With almost two million active charities in this country alone – according to guidestar.org, a sort of nonprofit watchdog – it can be hard to figure out which one is truly committed to your cause. Of course, there are websites and apps to help you perform your due diligence on a wide range of charitable organizations, evaluating the financial responsibility, accountability and transparency of each.
But, a more personal way to assess your favorite charity is to donate your time and talents in lieu of (or in addition to) money. Volunteering can remove the veil of uncertainty and give you an insider’s view of the organization, its people and practices. Moreover, you get to see firsthand the value and appreciation of your charitable gifts at work. Plus, a hands-on approach benefits the charity in ways a financial donation alone cannot.
Perhaps most importantly, there’s the feel-good aspect. You’re putting your skills and effort to use on behalf of something that benefits the world in some way. And, you get to see for yourself where change is needed and how you can make it happen. So when a family comes in to “shop” at the food bank you helped set up, you can directly see the impact your work has on people in your community. A rewarding experience for all involved.

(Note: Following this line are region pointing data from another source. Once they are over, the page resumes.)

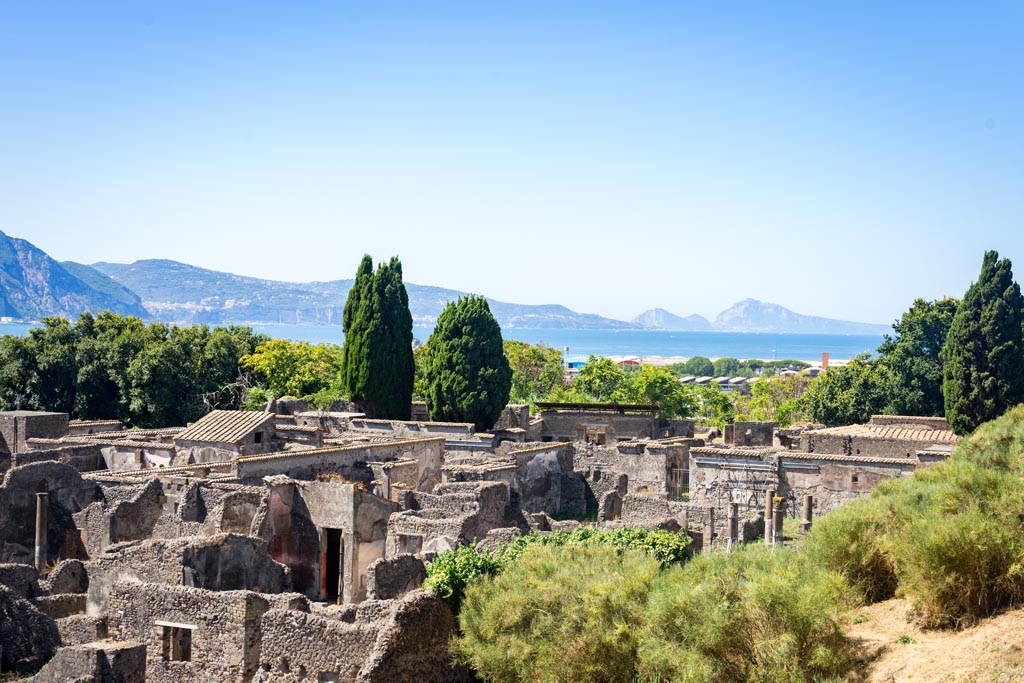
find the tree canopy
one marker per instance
(115, 367)
(537, 370)
(468, 377)
(913, 356)
(378, 369)
(983, 357)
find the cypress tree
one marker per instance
(355, 323)
(390, 350)
(468, 376)
(983, 356)
(378, 367)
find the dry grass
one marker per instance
(992, 651)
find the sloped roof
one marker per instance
(224, 426)
(908, 432)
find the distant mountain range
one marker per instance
(659, 318)
(754, 315)
(33, 286)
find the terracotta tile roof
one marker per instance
(902, 431)
(794, 455)
(224, 426)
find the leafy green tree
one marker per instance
(716, 410)
(727, 368)
(16, 364)
(913, 356)
(392, 369)
(983, 357)
(378, 368)
(697, 367)
(356, 318)
(293, 368)
(51, 386)
(849, 394)
(468, 376)
(536, 370)
(659, 387)
(602, 379)
(776, 399)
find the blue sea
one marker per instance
(578, 344)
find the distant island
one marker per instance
(33, 286)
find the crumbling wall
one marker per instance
(455, 515)
(391, 579)
(308, 464)
(95, 663)
(546, 480)
(833, 481)
(386, 641)
(69, 494)
(222, 562)
(224, 629)
(28, 637)
(751, 433)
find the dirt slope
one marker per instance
(990, 651)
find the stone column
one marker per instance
(777, 518)
(323, 566)
(733, 525)
(42, 524)
(709, 536)
(805, 524)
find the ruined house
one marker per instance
(263, 547)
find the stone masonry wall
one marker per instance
(225, 634)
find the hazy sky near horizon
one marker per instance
(610, 157)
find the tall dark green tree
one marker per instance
(468, 376)
(983, 357)
(355, 324)
(378, 369)
(913, 356)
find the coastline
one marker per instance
(653, 346)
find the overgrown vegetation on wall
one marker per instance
(467, 376)
(593, 612)
(949, 538)
(377, 365)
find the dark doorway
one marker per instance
(332, 564)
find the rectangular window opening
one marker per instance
(177, 642)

Volunteering isn’t necessarily hard labor, either. It could mean canvassing, fundraising for a cause you believe in, or serving on the board to help keep the organization accountable. There are even scientific institutions looking for volunteers and computer processing power to advance their projects (e.g., Berkeley Open Infrastructure for Network Computing). Then there are groups of all kinds seeking pro bono professionals who can donate the financial, marketing, business and other skills a nonprofit needs to complement what its professional staff already does. If you have a particular expertise or talent, say accounting or web design, you may be called upon to deploy that skill to further the nonprofit’s mission. And you may discover a new and meaningful way to apply your talents or keep them fresh once you retire.
Generously dedicating your time and energy to charitable causes can provide enormous monetary value as well. According to the Corporation for National & Community Service, about 64.5 million Americans – just over 26% of all adults – volunteered for 7.9 billion hours in 2012. That work is worth $175 billion to the nonprofits. Clearly, volunteering makes a difference, and one that boosts the charity’s ability to do good.
41% of LinkedIn hiring managers consider volunteer work as valuable as paid work experience.